Research proves that yogurt is not just a food accompaniment, a dessert or merely a diet food. Evidence is mounting that it is packed with microscopic warriors - beneficial bacteria that are a must for good health. More, it is a nutritional gold mine.
The National Institute of Nutrition in Hyderabad, pegs a cup of yogurt (250 mg) at 370 mg of calcium (compare that with 300 mg in a cup of milk - 250 ml). This is 30 to 40 per cent of most adults' daily needs. Besides, at eight grams of protein per cup, yogurt meets 20 to 25 per cent of the average daily needs of an adult. It is also a good source of the B vitamins - (including folacin) phosphorus and potassium. And, a cup of yogurt contains 250 mg of potassium - almost as much as a banana does.
"If you want to have your own stockpile of B vitamins without having to buy them, eat yogurt. By a strange chemistry, it sets up an efficient little factory in the intestinal tract and manufactures B vitamins for you," says Pratima Kaushik, chief dietician at the Vidyasagar Institute of Mental Health and Neurosciences (VIMHANS), New Delhi. Besides, yogurt also provides lactic acid, which aids protein, calcium and iron assimilation.
For those on a low calorie diet, yogurt is a boon in any case. "This convenient food, easily available anywhere, is a snack that tastes great at any time of the day; it is low in calories and can be sufficiently filling when eaten combined with a high-fiber vegetable or fruit," says Dr Shikha Sharma of Clinic de Rejuvenation, Delhi.
The benefits of yogurt go beyond its nutritional value and low cal appeal. According to an article in the American Journal of Clinical Nutrition (2000), yogurt helps make the immune system more resilient - "Increased yogurt consumption, may enhance the immune response, which would, in turn, increase resistance to immune-related diseases."
In addition, yogurt plays an important role in restoring the digestive tract to its normal condition after a course of antibiotics. "The drugs often wipe out every bacterium in their path, good and bad, altering the natural balance of the digestive tract. When harmful bacteria dominate the intestine, essential nutrients are not produced and the levels of damaging substances like carcinogens and toxins rise. By killing the harmful 'bugs', yogurt helps maintain a healthy balance of intestinal bacteria," says Dr Mridula Chichra, a gynecologist at the Jeevan Nursing Home in Delhi.
In the Indian context particularly, doctors and practitioners of alternative medicine often recommend yogurt to patients recovering from diarrhea, and to help ease other ailments of the intestinal tract.
Women stand to benefit immensely from yogurt. For instance, women are often prone to candidosis - a yeast infection in the vagina, which produces itching and possibly a thick white discharge. There are certain times when women are more prone to this infection - during pregnancy, while women are on birth control pills, if they are diabetic, or after a course of antibiotics. "Eating yogurt that contains natural bacteria and yeasts helps re-establish the equilibrium," says Kaushik.
A study conducted by E. Hilton et al (Annals of Internal Medicine) as far back as 1992, found that yogurt consumption decreased vaginal infections three-fold. "A particular feature of vaginal infection is the reduction or absence of lactobacilli in the vaginal flora. Yogurt is full of lactobacilli, hence the logic in its use," explains Chichra. According to Chichra, yogurt can be used internally and externally, and it is a prime 'good yeast' agent to replace for our vaginal and intestinal flora.

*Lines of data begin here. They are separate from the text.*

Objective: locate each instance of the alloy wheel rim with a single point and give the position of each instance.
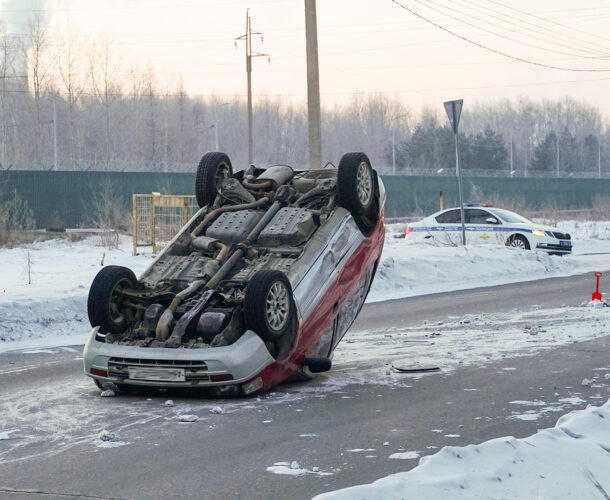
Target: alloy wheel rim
(277, 305)
(364, 184)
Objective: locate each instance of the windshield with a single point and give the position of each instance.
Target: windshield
(507, 216)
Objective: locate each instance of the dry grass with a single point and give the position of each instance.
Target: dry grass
(17, 238)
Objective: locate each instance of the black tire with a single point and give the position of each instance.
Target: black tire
(101, 304)
(356, 189)
(212, 168)
(518, 241)
(269, 306)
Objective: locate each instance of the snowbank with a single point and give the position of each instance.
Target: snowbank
(407, 270)
(571, 460)
(52, 310)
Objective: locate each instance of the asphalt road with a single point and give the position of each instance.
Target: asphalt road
(54, 416)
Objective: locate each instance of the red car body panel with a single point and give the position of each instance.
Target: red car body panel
(366, 255)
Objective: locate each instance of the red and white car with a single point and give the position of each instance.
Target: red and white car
(258, 287)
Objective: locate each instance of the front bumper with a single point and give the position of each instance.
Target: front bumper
(243, 361)
(554, 247)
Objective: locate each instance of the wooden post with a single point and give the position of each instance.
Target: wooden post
(152, 222)
(134, 201)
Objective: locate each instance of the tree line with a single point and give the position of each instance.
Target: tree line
(82, 107)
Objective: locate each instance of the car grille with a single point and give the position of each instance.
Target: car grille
(561, 236)
(193, 370)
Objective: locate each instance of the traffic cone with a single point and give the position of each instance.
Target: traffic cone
(596, 295)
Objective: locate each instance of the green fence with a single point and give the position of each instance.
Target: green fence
(72, 199)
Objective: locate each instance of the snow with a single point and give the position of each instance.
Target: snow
(188, 418)
(51, 311)
(407, 270)
(570, 460)
(294, 469)
(405, 455)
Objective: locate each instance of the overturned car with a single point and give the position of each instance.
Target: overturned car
(257, 288)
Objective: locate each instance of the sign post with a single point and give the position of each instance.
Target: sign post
(454, 110)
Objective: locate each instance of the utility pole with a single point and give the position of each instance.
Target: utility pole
(599, 159)
(54, 134)
(249, 55)
(557, 152)
(313, 86)
(511, 155)
(454, 110)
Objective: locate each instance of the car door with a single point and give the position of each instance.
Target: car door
(449, 227)
(480, 226)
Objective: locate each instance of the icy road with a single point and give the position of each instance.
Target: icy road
(513, 359)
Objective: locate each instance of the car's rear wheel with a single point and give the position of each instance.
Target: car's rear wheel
(269, 305)
(518, 241)
(105, 303)
(212, 169)
(356, 190)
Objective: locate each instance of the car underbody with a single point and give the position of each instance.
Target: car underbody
(239, 281)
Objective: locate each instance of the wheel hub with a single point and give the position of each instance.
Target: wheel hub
(364, 183)
(277, 306)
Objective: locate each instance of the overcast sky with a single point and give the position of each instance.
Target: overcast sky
(365, 46)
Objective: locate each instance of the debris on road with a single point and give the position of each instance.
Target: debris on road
(188, 418)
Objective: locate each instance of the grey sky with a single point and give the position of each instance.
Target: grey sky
(372, 46)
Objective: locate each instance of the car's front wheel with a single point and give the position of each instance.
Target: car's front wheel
(518, 241)
(269, 305)
(212, 169)
(105, 304)
(356, 190)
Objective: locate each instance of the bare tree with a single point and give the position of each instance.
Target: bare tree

Then of course, there is osteoporosis, a serious health problem, especially for women. Studies have shown that most people consume far less calcium than the recommended daily levels. This, later in life, makes them prone to the crippling and painful effects of osteoporosis. While there are many calcium supplements that are not readily or effectively absorbed, yogurt provides an excellent source of easily absorbed calcium.

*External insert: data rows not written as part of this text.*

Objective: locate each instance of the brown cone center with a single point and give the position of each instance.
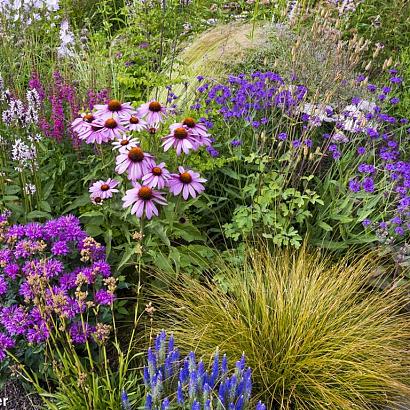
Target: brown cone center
(114, 105)
(136, 154)
(185, 178)
(155, 106)
(189, 122)
(88, 118)
(180, 133)
(145, 193)
(110, 123)
(157, 171)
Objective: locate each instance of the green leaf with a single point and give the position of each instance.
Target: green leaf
(128, 253)
(93, 230)
(80, 201)
(45, 206)
(325, 226)
(11, 189)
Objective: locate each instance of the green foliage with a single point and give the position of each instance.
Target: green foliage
(77, 379)
(315, 336)
(274, 208)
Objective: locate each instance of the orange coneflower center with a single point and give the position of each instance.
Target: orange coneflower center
(145, 193)
(154, 106)
(180, 133)
(136, 154)
(88, 118)
(157, 171)
(114, 105)
(185, 178)
(189, 122)
(110, 123)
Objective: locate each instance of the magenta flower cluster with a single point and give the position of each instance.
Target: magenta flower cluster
(114, 122)
(53, 277)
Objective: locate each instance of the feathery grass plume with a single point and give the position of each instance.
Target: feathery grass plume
(208, 53)
(313, 332)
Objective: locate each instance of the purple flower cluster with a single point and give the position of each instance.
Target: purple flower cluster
(364, 129)
(51, 275)
(392, 173)
(252, 98)
(172, 381)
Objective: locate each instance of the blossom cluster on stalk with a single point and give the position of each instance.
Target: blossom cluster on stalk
(53, 278)
(364, 129)
(28, 10)
(47, 108)
(175, 382)
(118, 123)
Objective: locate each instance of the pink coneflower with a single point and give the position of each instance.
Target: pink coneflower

Waking up to the goodness of yogurt yields many other day-to-day benefits to women. Daily consumption of this food helps to improve the complexion, making it clearer and more radiant.
A word of caution, though - the fruited varieties of yogurt can be quite high in calories, even while maintaining a low-fat profile. "The jams and fruit concoctions added for flavor can dump in as much as seven teaspoons of sugar per cup and more than double the calories. So go easy on these, particularly if calories are a concern," says Sharma. If you want fruit flavor but are not willing to sacrifice the calcium or add the calories, mix your own chopped fruit into a container of yogurt. You'll get all the calcium plus any extra vitamins and fiber the fruit supplies.
Also, to be effective, yogurt must contain sufficient numbers of 'live' lactic cultures, which means it must be 'fresh'. Make it at home, is Sharma's advice. Or, when buying it, look for packing as close to the date of manufacture as possible to get maximum beneficial bacteria. And, she says, "Always keep it cold, as the helpful bacteria in yogurt cannot withstand high temperatures."